Of more interest to prospective purchasers, however, is the effect the idle-stop technology has on the A4 2.0 TDI e’s efficiency ratings – Audi says it saves up to 1.5L/100km in city traffic and 0.2L/100km on the highway cycle, for a 5g/km cut.
“As soon as the vehicle comes to a stop, the shift lever is in neutral, and the driver removes his or her foot from the clutch pedal, the system turns the engine off. The engine then turns back on as soon as the clutch pedal is depressed,” Audi says.
“The start-stop system functions extremely quietly, smoothly, and quickly. While the driver is stepping on the clutch pedal to shift into first gear, the engine instantaneously returns to its idle speed.”
Also putting the efficiency in ‘e’ (to the tune of 30 per cent all told) is a five per cent higher final drive ratio, while the engine management system has been altered, the driver has an up-shift indicator in the instrumentation pack to signal when it’s best to change gears, and the standard trip computer provides “fuel saving hints” while driving in real time.
Moreover, Audi fits a braking energy recovery set-up that uses a modified alternator to convert surplus kinetic energy to electrical energy during braking by temporarily storing it in the car’s battery when the A4 2.0 TDI e resumes acceleration, the battery releases this stored energy into the vehicle’s electrical hub, thus cutting down the alternator’s load on the engine and so consequently saving diesel.
Finally, improved aerodynamics mean more fuel efficiencies thanks to additional ‘drag’ inhibitors in the shape of an underbody trim panel, partially enclosed radiator grille, and a 20mm lower ride height due to the fitment of the regular A4’s ‘sport chassis’. The drag co-efficiency is a handy 0.26Cd.
We can expect to see other Audi e models in the future, but for now the A4 2.0 TDI e is a lone wolf. In Europe, there is also an A6 version returning 5.3L/100km while the new-generation A8 will offer a 3.0 V6 TDI that’s capable of returning just 6.0L/100km.
The latter is an unlikely starter for Australia, though, as it is a front-drive only model and Audi has stated that the A8 will only be imported in quattro all-wheel drive format for the time being. But expect the 3.0 TDI quattro version anyway.

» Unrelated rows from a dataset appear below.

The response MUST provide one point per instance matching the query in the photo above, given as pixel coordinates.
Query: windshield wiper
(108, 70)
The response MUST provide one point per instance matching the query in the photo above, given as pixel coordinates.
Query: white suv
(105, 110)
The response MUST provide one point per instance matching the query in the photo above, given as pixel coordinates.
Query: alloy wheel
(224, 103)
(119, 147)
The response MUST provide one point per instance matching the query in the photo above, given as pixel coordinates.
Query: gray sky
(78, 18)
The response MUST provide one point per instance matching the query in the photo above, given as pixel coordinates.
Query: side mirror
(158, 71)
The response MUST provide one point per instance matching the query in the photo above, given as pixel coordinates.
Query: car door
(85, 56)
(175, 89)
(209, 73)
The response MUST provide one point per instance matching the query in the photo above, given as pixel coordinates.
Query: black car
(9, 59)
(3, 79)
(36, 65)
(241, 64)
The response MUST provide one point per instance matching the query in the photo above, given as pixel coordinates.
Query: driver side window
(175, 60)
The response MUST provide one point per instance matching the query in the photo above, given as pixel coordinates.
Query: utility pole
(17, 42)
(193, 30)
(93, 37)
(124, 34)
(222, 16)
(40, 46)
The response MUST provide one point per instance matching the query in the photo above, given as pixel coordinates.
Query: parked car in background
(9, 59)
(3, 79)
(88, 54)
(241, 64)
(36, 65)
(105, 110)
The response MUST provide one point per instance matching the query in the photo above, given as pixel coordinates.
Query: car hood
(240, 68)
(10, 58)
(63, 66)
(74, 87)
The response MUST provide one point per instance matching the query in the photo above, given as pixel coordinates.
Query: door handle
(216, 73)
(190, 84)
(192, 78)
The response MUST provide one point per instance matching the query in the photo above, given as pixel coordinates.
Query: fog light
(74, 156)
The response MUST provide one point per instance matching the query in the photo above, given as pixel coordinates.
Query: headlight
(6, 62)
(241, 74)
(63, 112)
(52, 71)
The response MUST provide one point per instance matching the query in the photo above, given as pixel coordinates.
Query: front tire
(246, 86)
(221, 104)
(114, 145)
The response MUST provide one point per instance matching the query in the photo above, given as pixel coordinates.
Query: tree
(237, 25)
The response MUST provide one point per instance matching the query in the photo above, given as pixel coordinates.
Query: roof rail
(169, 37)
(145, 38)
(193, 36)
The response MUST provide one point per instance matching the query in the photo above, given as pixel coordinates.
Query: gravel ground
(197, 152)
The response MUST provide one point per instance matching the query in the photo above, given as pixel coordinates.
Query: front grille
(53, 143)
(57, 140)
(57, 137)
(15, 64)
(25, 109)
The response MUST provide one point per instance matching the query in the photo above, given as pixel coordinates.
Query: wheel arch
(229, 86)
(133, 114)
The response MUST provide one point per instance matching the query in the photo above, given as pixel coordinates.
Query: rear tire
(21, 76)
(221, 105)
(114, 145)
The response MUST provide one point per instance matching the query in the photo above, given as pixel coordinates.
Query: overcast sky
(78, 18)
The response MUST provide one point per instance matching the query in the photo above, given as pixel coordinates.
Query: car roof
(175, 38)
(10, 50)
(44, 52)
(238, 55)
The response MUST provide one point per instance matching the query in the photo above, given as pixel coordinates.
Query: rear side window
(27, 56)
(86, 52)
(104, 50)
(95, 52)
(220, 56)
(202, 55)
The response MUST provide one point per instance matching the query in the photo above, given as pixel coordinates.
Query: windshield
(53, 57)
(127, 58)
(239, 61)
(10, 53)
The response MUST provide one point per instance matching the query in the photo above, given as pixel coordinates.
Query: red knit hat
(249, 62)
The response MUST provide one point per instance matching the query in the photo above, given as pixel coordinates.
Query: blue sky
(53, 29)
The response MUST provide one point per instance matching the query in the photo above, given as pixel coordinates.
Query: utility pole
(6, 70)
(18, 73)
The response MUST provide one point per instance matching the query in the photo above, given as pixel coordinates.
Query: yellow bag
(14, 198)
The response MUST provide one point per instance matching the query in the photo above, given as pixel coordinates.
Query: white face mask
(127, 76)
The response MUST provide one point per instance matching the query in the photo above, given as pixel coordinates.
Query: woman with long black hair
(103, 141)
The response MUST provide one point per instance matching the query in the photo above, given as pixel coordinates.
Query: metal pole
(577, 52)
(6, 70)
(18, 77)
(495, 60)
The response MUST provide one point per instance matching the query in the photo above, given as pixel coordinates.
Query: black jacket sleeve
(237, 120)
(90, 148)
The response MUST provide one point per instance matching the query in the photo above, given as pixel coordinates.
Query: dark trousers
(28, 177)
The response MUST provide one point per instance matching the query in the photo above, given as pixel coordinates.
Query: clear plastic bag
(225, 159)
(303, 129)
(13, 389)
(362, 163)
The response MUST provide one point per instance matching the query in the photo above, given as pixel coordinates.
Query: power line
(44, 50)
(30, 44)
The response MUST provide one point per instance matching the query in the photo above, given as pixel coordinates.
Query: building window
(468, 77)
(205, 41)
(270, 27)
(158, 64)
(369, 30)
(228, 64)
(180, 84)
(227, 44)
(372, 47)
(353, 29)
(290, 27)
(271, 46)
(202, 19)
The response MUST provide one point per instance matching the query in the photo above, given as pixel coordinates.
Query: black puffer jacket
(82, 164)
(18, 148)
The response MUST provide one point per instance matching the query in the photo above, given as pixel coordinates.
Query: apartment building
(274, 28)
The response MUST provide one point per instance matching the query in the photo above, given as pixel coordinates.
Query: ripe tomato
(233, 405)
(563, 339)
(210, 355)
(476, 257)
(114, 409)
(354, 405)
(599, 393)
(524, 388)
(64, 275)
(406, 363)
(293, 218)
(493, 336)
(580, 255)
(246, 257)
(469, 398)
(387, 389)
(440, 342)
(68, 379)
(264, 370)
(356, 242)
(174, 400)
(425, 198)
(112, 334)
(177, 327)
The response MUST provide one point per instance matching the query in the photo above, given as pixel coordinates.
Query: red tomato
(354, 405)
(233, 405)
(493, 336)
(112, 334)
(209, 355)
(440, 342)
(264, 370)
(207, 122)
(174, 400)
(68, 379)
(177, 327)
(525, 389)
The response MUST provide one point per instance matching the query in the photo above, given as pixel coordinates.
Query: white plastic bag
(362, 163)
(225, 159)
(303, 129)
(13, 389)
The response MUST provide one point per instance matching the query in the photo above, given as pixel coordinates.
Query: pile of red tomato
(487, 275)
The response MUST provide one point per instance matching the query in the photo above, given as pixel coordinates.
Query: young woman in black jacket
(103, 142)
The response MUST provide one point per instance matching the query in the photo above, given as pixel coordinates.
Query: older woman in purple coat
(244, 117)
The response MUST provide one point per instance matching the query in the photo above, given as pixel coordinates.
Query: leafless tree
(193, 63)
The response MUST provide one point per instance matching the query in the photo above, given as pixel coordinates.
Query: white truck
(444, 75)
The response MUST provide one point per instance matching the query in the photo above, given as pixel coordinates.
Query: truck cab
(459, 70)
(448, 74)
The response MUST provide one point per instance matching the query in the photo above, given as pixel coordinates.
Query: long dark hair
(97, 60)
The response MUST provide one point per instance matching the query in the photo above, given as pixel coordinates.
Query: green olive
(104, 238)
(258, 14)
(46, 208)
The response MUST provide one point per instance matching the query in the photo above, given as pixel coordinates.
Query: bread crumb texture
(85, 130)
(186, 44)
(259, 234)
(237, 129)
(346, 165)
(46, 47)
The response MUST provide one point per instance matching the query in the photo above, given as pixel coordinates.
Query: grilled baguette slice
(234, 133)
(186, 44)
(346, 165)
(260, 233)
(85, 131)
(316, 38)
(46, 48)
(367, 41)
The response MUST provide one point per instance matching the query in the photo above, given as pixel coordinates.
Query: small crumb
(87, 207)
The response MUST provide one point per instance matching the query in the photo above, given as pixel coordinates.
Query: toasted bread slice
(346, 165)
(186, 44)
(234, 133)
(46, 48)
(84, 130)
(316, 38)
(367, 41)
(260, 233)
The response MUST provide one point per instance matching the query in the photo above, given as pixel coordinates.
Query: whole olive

The LCT Luxury Car Tax-exempt A4 2.0 TDI e is the 22nd model Audi sells in Australia with a sub-7.0L/100km average combined fuel consumption figure, as the firm attempts to cut overall consumption in all its vehicles by 20 per cent by 2012.
Audi’s marketing manager Immo Buschmann said that the company is committed to improving the efficiency of its internal combustion engines as the brand also moves into electric power.
“While Audi has a clear focus on fully-electric vehicles for future sustainable motoring, our mid-term philosophy is to continue reducing the consumption of our excellent combustion engines. These engines become more efficient with every new generation, and there’s still more room for improvement in the future,” Mr Buschmann said.
“Our TDI engines in particular are strong sellers in Australia. Audi is very committed to TDI technology globally, and particularly for Australia.”